De hoeveelheid geld in omloop in Venezuela is in een jaar tijd verdrievoudigd, zo blijkt uit nieuwe cijfers die de centrale bank afgelopen vrijdag bekendmaakte. Eind maart was er 13,3 biljoen bolivar in omloop, drie keer zoveel als een jaar eerder. Ter vergelijking, in de Verenigde Staten groeide de geldhoeveelheid volgens dezelfde definitie de afgelopen twaalf maanden met 6,4%.

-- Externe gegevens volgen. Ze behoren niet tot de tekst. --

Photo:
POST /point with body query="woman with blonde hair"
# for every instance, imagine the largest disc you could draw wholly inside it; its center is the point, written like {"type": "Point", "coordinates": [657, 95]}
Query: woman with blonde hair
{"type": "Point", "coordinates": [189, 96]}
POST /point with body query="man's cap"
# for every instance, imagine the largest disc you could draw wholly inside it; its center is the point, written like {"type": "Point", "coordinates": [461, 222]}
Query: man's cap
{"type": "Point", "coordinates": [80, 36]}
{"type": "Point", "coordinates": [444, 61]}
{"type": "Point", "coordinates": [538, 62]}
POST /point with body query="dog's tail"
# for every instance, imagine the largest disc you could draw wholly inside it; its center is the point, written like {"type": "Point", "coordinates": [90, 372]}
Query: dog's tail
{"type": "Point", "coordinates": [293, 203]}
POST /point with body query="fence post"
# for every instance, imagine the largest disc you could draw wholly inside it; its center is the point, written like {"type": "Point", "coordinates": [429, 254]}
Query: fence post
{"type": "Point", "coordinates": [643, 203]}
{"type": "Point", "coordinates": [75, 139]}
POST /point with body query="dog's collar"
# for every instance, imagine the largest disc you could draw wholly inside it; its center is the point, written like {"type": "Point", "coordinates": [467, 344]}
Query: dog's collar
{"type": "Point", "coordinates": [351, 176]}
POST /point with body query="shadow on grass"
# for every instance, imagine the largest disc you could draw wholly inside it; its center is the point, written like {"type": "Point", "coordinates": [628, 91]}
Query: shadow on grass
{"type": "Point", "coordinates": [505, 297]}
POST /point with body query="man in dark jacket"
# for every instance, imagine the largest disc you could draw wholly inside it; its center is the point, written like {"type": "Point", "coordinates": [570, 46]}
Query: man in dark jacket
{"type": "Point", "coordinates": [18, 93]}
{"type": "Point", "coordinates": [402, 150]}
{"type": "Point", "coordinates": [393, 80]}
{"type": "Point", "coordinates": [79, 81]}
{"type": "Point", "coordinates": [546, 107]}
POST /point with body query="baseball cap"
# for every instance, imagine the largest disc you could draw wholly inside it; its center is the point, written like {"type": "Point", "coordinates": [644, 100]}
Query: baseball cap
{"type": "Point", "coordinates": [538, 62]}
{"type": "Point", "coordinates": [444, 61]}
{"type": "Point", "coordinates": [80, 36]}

De groei van de geldhoeveelheid maakt de bevolking van Venezuela steeds armer. Er worden steeds meer bankbiljetten bijgedrukt om het tekort op de begroting en de handelsbalans te dekken, waardoor het geld in hoog tempo aan waarde verliest. Door de hyperinflatie wordt het steeds moeilijker om winkels te bevoorraden, met als gevolg lege winkelschappen en een tekort aan eten.
Tekorten
Door een tekort aan brandstof worden tankstations niet meer bevoorraad, terwijl bakkers gearresteerd worden omdat zij niet genoeg brood zouden bakken. De regering van Maduro geeft zoals verwacht valutaspeculanten en winkeliers de schuld van alle problemen. Het zijn bizarre toestanden voor een land dat rijk is aan olie en andere grondstoffen en dat met goed bestuur zeer welvarend had kunnen zijn.
Door hyperinflatie hebben spaarders al hun koopkracht verloren, tenzij ze dat op tijd hadden omgezet naar harde valuta zoals euro’s en dollars. Ook spaarders die een deel van hun vermogen in goud of zilver bewaren hebben hun vermogen kunnen beschermen tegen de hyperinflatie. Volgens de laatste schattingen van het IMF loopt de inflatie dit jaar op naar 1.640%.